Célébré depuis des siècles au Japon, le nouvel an japonais, ou l’oshogatsu, était autrefois, au même titre que le nouvel an chinois, basé sur le calendrier chinois. Ce n’est qu’à partir de 1873 que le Japon décide de changer sa tradition et d’adopter le calendrier grégorien. Ce qui depuis cette époque, rend le 01 janvier de chaque année le jour officiel du oshogatsu.

Tout comme nous Occidentaux, les japonais aiment démarrer l’année sur de bonnes résolutions. Et pour ce faire, il existe tout un petit cheminement. Les derniers jours de décembre sont donc propices à un branle-bas de combat au sein du foyer familial, un grand nettoyage nommé Osoji.

Ce grand nettoyage consiste en plusieurs étapes :

  • On change le papier des Shoji (les portes coulissantes traditionnelles)
  • On remplace les objets abimés
  • On aère les tatamis.
  • On liquide les affaires en cours.
  • On règle les dettes en suspens avant d’entamer l’omisoka (le réveillon du 31 décembre)

Après ce ménage purificateur, on décore ensuite la maison de trois choses:

  • Un Kadomatsu (un arrangement floral issu de l’ikebana).
  • Un Shimenawa (corde sacrée utilisée au Japon, constituée de torsades de paille de riz). (image 2)
  • On dépose une offrande dans le tokonoma de la maison. (image 3) (une petite alcôve au plancher surélevé en tatami).

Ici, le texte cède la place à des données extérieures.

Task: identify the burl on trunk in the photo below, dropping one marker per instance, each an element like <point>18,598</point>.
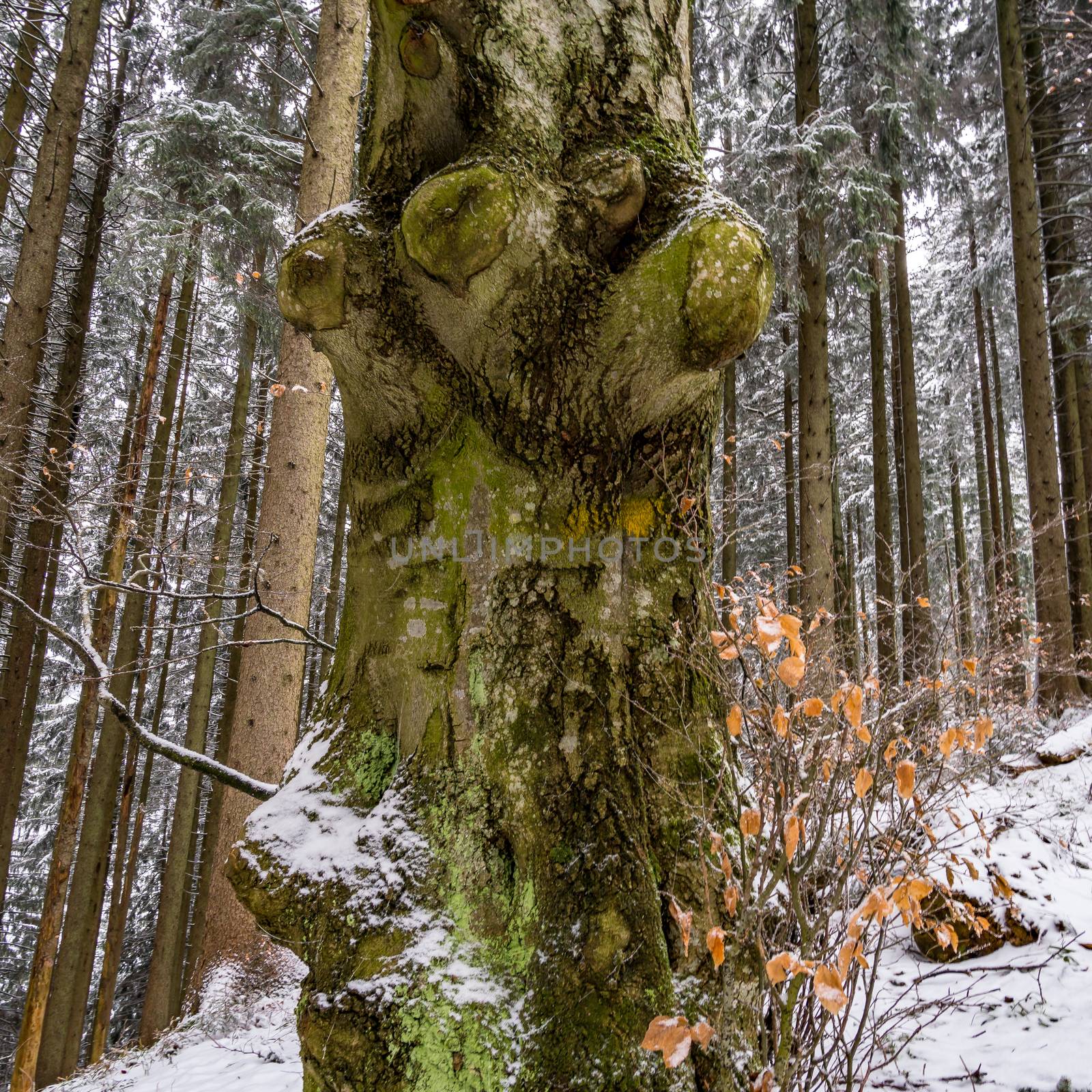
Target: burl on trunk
<point>527,311</point>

Il est également de coutume, aux alentours de minuit de se rendre au sanctuaire Shinto ou au temple bouddhiste pour le Hatsumode (la première visite au temple). Cette première visite annuelle au temple est avant tout un moment pour prier et méditer sur les prédictions : omikuji de la nouvelle année.

D’un point de vue moins religieux, il n’est pas rare de rendre visite à la famille et aux amis dans les premiers jours qui suivent le 1er janvier. On souhaite également les vœux de bonne année grâce aux cartes postales : Nengajo, tradition encore respectée qui date de l’époque d’Heian. Il est préférable de synchroniser l’envoi pour que les cartes arrivent le 1er janvier pour le mieux ou du moins jusqu’au 7 janvier au plus tard. Pendant les premiers jours de l’année, la tradition veut que l’on ne fasse rien, même pas la cuisine.

Les vœux se souhaitent en disant « y oi o-toshi o » (よいおとしを?, litt. « bonne année ») jusqu’au 31 décembre, « akemashite omedetō » (あけましておめでとう?, litt. « félicitations à l’aube [de cette nouvelle année] ») à partir du 1er janvier.